It is impossible to know in advance all those hurdles and shortcomings in
software development. What I thought my own teams could do in 6 months
always took us a year and even more than that to really finish up. Even
using best practice and highly competent people it was not possible to
seriously know where the development will take us to.

>From time to time we all have the right getting upset thinking "what am I
doing here?". But this team deserves more patience and more support from
all sides and from everywhere. Much much more.

When we demand more resources, more this and more that - who is thinking
how such demand could be fulfilled - if not in an environment which is very
healthy being fully funded? But 100 dollars here, or there... ? (I do not
know LiveCodes monthly revenue, but I suspect it is not that big...)


My rule of thumb: Make a good estimation of how much time you need for your
project. Think about it deeply. Use all kinds of techniques to come to a
viable conclusion. Be 100% sure that you will do it during that period of
time. And then multiply such assessment with the factor of 4.

It always worked. )

On 6 February 2016 at 04:14, Kay C Lan <lan.kc.macmail at> wrote:

> At first, I've got to say I was thoroughly underwhelmed... but then
> discovered I hadn't updated at all.
> I normally always use the link provided to grab the download but for some
> reason this time I just used the 'Check for Updates' in the Help menu.
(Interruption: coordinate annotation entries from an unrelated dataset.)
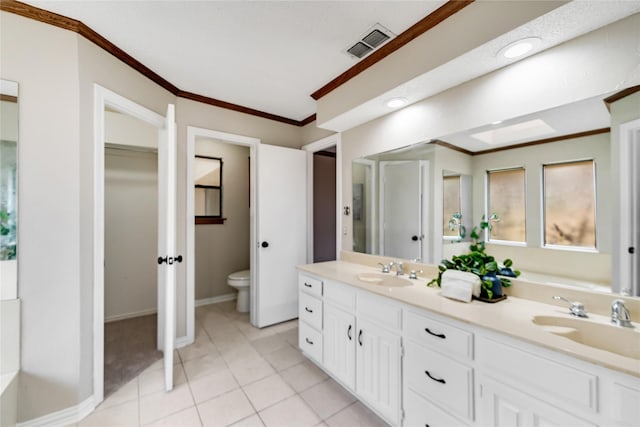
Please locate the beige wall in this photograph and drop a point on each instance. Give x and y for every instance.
(44, 62)
(222, 249)
(56, 71)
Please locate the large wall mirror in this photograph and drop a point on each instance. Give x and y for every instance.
(8, 190)
(456, 183)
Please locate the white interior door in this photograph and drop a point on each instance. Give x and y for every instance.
(401, 198)
(167, 257)
(282, 230)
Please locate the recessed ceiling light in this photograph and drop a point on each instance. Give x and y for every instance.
(519, 47)
(396, 102)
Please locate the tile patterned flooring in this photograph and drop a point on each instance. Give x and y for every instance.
(235, 375)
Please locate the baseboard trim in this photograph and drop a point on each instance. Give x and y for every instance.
(124, 316)
(213, 300)
(63, 417)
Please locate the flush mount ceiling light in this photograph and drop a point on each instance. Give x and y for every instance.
(515, 133)
(396, 102)
(519, 47)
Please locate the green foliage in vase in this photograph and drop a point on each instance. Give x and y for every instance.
(478, 262)
(7, 236)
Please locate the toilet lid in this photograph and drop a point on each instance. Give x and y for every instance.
(241, 275)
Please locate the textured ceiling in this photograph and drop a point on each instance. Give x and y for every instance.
(265, 55)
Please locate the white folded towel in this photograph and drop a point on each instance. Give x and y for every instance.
(460, 285)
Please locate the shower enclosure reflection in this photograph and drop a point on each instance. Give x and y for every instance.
(8, 190)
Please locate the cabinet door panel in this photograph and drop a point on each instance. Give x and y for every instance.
(339, 344)
(501, 405)
(378, 369)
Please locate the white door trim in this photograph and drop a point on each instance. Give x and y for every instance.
(230, 138)
(627, 225)
(322, 144)
(105, 98)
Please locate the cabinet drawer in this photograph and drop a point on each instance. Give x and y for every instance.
(438, 335)
(339, 294)
(421, 412)
(544, 377)
(381, 310)
(439, 379)
(310, 341)
(310, 310)
(310, 285)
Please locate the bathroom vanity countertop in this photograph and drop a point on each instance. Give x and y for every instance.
(512, 316)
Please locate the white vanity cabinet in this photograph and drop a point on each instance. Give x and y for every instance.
(378, 354)
(310, 316)
(437, 370)
(417, 367)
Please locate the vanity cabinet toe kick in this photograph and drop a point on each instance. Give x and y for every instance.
(414, 367)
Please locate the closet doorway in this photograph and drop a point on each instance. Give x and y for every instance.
(131, 241)
(324, 198)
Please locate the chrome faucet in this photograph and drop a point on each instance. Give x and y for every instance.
(620, 315)
(576, 308)
(399, 268)
(385, 268)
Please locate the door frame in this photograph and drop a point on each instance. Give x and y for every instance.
(311, 148)
(234, 139)
(104, 98)
(629, 133)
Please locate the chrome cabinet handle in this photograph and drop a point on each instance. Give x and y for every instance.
(440, 380)
(443, 336)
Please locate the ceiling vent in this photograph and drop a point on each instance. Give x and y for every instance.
(375, 37)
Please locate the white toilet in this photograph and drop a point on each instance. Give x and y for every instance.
(241, 280)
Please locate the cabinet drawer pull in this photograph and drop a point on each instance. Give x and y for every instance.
(443, 336)
(440, 380)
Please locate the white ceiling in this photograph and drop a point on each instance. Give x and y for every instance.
(271, 55)
(266, 55)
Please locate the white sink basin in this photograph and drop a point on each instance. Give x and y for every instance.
(384, 279)
(612, 338)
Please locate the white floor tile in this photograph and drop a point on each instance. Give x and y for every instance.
(267, 391)
(225, 409)
(123, 415)
(203, 366)
(303, 375)
(152, 380)
(284, 358)
(327, 398)
(252, 421)
(292, 412)
(186, 418)
(124, 394)
(160, 404)
(249, 370)
(356, 415)
(210, 386)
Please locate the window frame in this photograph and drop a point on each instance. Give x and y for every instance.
(543, 224)
(211, 219)
(487, 214)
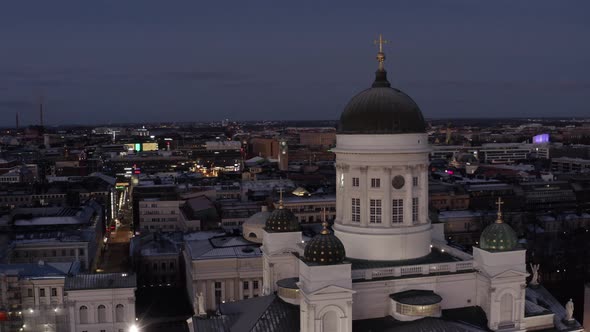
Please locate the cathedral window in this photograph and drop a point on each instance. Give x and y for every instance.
(415, 209)
(375, 183)
(356, 210)
(375, 211)
(397, 211)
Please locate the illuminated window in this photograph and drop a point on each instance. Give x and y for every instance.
(83, 312)
(356, 210)
(375, 211)
(415, 209)
(397, 211)
(102, 314)
(375, 183)
(119, 313)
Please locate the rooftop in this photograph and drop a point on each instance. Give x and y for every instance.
(435, 256)
(100, 281)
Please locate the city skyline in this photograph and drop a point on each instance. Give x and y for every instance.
(124, 62)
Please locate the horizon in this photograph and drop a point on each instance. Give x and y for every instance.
(114, 62)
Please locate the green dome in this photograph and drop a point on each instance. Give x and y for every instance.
(324, 249)
(282, 220)
(381, 109)
(498, 237)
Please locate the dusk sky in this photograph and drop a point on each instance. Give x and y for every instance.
(113, 61)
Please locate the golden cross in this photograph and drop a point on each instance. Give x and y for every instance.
(499, 203)
(380, 42)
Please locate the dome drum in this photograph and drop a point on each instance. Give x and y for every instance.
(324, 249)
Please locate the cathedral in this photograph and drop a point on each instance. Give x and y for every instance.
(383, 265)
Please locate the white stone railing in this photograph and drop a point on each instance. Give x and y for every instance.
(400, 271)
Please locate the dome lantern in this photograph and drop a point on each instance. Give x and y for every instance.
(281, 219)
(498, 236)
(324, 248)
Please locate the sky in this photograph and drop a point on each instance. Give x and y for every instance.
(113, 61)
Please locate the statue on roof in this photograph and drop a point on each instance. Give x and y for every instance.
(200, 304)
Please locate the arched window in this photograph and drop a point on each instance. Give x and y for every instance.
(119, 313)
(83, 314)
(330, 322)
(102, 314)
(506, 308)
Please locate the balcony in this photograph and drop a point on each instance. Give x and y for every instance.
(401, 271)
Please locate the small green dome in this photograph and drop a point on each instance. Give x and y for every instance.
(498, 237)
(282, 220)
(324, 249)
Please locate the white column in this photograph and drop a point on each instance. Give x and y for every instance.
(408, 200)
(364, 198)
(423, 185)
(387, 198)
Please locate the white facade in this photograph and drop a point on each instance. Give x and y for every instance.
(159, 216)
(96, 310)
(382, 196)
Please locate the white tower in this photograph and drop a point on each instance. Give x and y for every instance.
(325, 286)
(381, 167)
(281, 239)
(501, 281)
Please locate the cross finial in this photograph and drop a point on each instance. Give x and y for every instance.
(380, 55)
(499, 203)
(324, 223)
(380, 42)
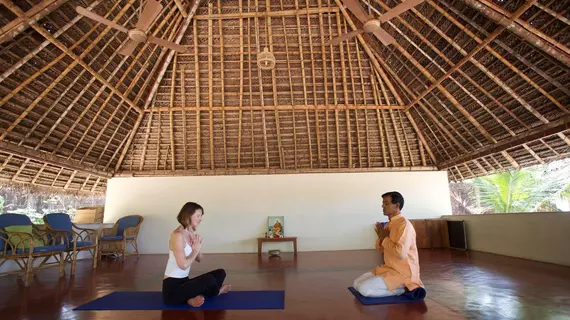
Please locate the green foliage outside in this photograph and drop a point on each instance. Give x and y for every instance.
(35, 202)
(535, 189)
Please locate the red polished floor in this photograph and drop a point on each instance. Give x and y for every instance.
(460, 285)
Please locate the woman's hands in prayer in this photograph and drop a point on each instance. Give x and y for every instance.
(196, 240)
(382, 232)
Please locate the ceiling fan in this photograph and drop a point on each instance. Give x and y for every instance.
(372, 25)
(139, 34)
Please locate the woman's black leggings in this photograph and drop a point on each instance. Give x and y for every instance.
(179, 290)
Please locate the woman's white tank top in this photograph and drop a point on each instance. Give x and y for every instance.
(172, 269)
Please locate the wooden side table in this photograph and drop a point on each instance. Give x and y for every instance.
(260, 242)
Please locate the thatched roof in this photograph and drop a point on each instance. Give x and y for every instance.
(470, 86)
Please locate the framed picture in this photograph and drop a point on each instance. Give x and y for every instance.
(275, 226)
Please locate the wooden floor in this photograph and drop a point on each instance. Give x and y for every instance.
(459, 284)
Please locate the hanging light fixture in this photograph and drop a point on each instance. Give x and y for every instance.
(265, 60)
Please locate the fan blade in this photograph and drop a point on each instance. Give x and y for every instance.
(384, 36)
(150, 12)
(168, 44)
(404, 6)
(98, 18)
(128, 48)
(344, 37)
(355, 7)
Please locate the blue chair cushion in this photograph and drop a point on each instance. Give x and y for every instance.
(81, 244)
(60, 221)
(115, 238)
(127, 222)
(39, 249)
(12, 219)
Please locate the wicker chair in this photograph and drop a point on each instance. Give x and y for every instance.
(84, 240)
(23, 247)
(115, 240)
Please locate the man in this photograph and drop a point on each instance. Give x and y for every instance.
(397, 240)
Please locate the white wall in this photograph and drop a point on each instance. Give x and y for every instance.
(333, 211)
(536, 236)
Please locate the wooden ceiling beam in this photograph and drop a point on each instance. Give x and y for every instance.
(281, 108)
(491, 37)
(44, 44)
(16, 10)
(238, 171)
(168, 59)
(264, 14)
(551, 128)
(180, 7)
(523, 29)
(51, 159)
(20, 24)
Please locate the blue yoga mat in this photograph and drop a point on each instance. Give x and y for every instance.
(409, 296)
(152, 300)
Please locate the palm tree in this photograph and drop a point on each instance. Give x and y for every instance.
(523, 190)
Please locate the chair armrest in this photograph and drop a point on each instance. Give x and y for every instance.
(131, 232)
(86, 234)
(107, 232)
(56, 237)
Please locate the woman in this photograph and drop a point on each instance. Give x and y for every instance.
(185, 247)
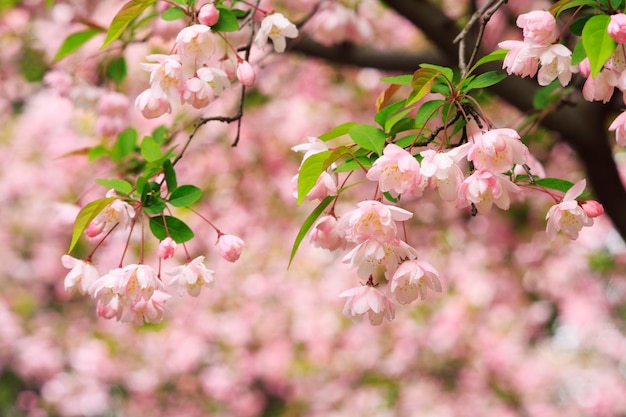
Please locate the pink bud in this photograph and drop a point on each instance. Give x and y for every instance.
(592, 208)
(208, 14)
(230, 247)
(167, 248)
(617, 27)
(245, 73)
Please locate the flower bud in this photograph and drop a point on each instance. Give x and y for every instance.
(592, 208)
(245, 73)
(230, 247)
(167, 247)
(208, 14)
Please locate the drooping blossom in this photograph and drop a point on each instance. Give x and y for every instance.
(568, 216)
(372, 220)
(82, 274)
(443, 171)
(411, 280)
(484, 188)
(191, 277)
(619, 126)
(368, 300)
(497, 150)
(325, 234)
(230, 247)
(275, 27)
(617, 27)
(397, 172)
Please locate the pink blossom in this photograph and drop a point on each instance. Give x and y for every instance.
(230, 247)
(325, 234)
(592, 208)
(81, 276)
(497, 150)
(167, 247)
(191, 277)
(617, 27)
(372, 220)
(568, 216)
(276, 27)
(619, 126)
(539, 27)
(245, 73)
(367, 299)
(411, 280)
(208, 14)
(484, 188)
(152, 106)
(397, 172)
(442, 170)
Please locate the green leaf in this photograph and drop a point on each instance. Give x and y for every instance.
(173, 13)
(340, 130)
(598, 45)
(227, 22)
(125, 144)
(311, 169)
(422, 82)
(368, 137)
(307, 225)
(75, 41)
(170, 175)
(563, 5)
(85, 216)
(398, 79)
(185, 196)
(116, 70)
(485, 80)
(127, 13)
(177, 229)
(150, 149)
(121, 186)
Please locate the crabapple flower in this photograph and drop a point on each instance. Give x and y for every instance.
(276, 27)
(619, 126)
(151, 105)
(539, 27)
(368, 300)
(411, 280)
(82, 274)
(191, 277)
(568, 216)
(325, 233)
(397, 172)
(167, 247)
(372, 220)
(497, 150)
(617, 27)
(245, 73)
(443, 171)
(230, 247)
(208, 14)
(484, 188)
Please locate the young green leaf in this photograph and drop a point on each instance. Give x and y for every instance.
(307, 225)
(368, 137)
(227, 22)
(86, 216)
(150, 149)
(121, 186)
(311, 169)
(127, 13)
(185, 196)
(75, 41)
(598, 45)
(177, 229)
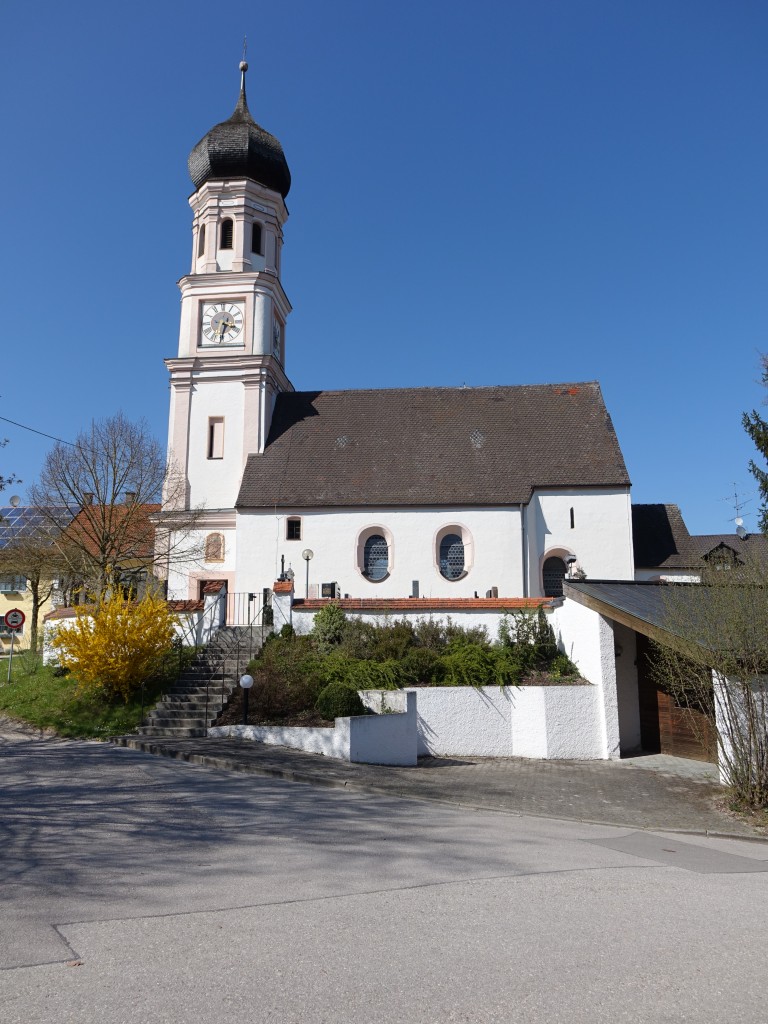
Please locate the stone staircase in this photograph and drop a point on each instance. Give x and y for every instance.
(203, 690)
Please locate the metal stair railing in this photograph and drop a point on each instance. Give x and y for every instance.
(241, 641)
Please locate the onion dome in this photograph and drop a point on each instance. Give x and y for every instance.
(241, 148)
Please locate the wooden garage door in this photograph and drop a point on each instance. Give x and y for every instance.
(666, 727)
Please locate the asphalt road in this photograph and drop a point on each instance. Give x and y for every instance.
(141, 890)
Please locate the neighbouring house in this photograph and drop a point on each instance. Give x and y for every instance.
(665, 550)
(31, 573)
(114, 540)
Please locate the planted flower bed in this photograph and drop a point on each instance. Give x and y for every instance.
(311, 680)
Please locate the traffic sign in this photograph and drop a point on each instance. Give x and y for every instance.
(14, 619)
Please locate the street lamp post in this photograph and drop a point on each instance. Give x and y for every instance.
(246, 682)
(307, 554)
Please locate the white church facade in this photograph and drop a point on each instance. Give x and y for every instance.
(432, 493)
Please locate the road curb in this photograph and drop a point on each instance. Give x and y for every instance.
(224, 763)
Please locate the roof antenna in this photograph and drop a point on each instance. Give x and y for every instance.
(244, 65)
(738, 507)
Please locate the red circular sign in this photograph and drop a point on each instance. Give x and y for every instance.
(14, 619)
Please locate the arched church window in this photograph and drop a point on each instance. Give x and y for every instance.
(452, 556)
(215, 548)
(553, 573)
(227, 233)
(376, 558)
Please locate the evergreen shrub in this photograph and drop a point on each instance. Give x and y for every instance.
(339, 700)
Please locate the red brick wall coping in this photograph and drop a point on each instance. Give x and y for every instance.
(425, 603)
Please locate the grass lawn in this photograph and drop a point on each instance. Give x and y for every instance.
(37, 696)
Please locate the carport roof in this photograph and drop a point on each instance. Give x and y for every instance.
(640, 605)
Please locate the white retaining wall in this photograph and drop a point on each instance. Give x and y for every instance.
(509, 721)
(385, 738)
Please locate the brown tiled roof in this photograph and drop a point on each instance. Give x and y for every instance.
(662, 541)
(424, 604)
(130, 524)
(658, 532)
(486, 445)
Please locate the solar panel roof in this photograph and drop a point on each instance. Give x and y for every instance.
(26, 520)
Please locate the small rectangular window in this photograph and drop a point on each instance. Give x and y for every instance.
(12, 585)
(226, 235)
(216, 437)
(293, 529)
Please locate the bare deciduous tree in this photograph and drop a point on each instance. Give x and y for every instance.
(113, 477)
(716, 663)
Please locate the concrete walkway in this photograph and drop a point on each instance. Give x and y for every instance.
(655, 792)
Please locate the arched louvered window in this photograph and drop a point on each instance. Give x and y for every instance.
(376, 557)
(553, 574)
(452, 556)
(215, 548)
(227, 233)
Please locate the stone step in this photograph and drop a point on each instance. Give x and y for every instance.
(176, 700)
(199, 691)
(150, 730)
(176, 723)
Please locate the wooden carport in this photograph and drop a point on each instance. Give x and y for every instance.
(666, 727)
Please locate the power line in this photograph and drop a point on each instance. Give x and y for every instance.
(41, 432)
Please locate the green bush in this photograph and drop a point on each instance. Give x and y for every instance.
(469, 665)
(358, 638)
(421, 667)
(329, 627)
(562, 666)
(392, 640)
(339, 700)
(376, 675)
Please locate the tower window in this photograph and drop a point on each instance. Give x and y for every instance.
(215, 548)
(293, 529)
(553, 573)
(227, 235)
(376, 558)
(216, 437)
(452, 556)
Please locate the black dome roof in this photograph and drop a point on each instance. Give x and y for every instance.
(240, 148)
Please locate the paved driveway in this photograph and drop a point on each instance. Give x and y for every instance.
(140, 889)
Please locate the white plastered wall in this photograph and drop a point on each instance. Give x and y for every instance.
(588, 639)
(214, 482)
(600, 538)
(333, 537)
(183, 577)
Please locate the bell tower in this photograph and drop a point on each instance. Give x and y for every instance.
(231, 350)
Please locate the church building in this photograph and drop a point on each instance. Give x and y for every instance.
(466, 493)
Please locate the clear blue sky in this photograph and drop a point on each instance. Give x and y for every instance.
(486, 193)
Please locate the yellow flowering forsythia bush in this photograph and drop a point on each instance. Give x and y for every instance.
(117, 645)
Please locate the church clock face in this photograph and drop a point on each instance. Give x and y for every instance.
(222, 323)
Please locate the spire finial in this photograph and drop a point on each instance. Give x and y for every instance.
(244, 65)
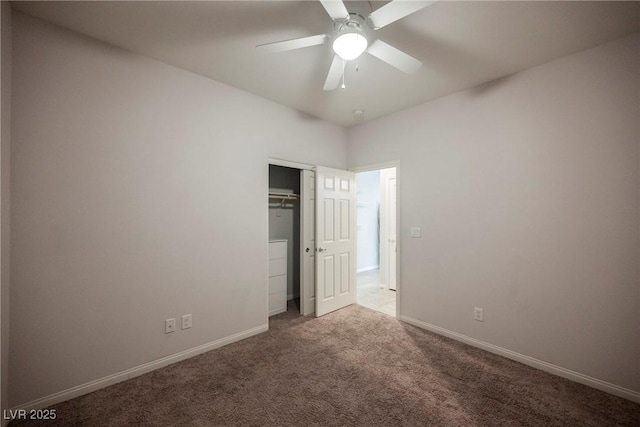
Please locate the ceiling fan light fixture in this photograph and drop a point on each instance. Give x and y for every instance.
(350, 45)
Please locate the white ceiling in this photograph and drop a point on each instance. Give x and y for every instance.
(461, 44)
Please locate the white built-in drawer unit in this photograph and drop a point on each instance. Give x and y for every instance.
(277, 276)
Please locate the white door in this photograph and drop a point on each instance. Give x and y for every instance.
(335, 239)
(392, 232)
(308, 243)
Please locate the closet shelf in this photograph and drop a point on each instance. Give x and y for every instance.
(283, 196)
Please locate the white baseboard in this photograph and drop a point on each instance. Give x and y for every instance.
(527, 360)
(94, 385)
(371, 267)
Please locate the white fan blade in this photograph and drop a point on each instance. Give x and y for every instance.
(394, 57)
(293, 44)
(395, 10)
(335, 73)
(336, 9)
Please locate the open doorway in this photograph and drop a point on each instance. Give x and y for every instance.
(376, 239)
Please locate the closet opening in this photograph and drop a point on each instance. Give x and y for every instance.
(284, 238)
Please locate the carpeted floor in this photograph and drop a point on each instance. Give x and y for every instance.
(354, 367)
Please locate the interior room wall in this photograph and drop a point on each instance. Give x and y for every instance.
(138, 193)
(368, 203)
(5, 181)
(284, 222)
(526, 190)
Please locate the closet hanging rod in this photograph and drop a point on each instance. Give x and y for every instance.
(284, 196)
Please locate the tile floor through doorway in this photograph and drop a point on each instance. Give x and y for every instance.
(372, 296)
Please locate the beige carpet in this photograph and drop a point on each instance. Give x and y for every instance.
(354, 367)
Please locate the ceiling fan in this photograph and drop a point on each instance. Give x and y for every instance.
(353, 36)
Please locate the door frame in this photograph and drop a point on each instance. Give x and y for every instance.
(301, 167)
(386, 165)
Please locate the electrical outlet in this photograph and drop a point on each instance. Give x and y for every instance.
(169, 325)
(186, 321)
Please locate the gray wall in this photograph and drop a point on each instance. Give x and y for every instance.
(526, 190)
(138, 194)
(5, 184)
(284, 222)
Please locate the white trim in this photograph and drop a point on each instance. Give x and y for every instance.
(100, 383)
(290, 164)
(375, 167)
(605, 386)
(371, 267)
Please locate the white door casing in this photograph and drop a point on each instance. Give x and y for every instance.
(335, 239)
(308, 243)
(392, 232)
(388, 225)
I
> should have realised something was up when the Installer didn't ask me
> where I wanted to Install to - I always install to My Applications folder
> not the All User Application folder.
> I don't see a need to clutter the QCC, just be aware that at least on OS X
> dp 13 the Check for Updates points to the wrong file and you are better off
> grabbing the dp 14 file directly.
> Having got dp14... wow, awesome, the changes are immediately apparent. The
> Dictionary is useable! It's like Christmas has come again.
> So thankful for those many talented people at the matriarchal maritime
> transportation vessel establishment (not wishing to offend Peter ;-) who
> have spent so much time learning impenetrable, cryptic and downright
> cantankerous foreign languages (C++, Objective C, Apple iOS app submission
> requirements...) so that I don't have to and all they ask in return is that
> any time I've got a bit of a grumble is click a Bookmark and fill out an
> online form. Seems terribly one sided, but OK.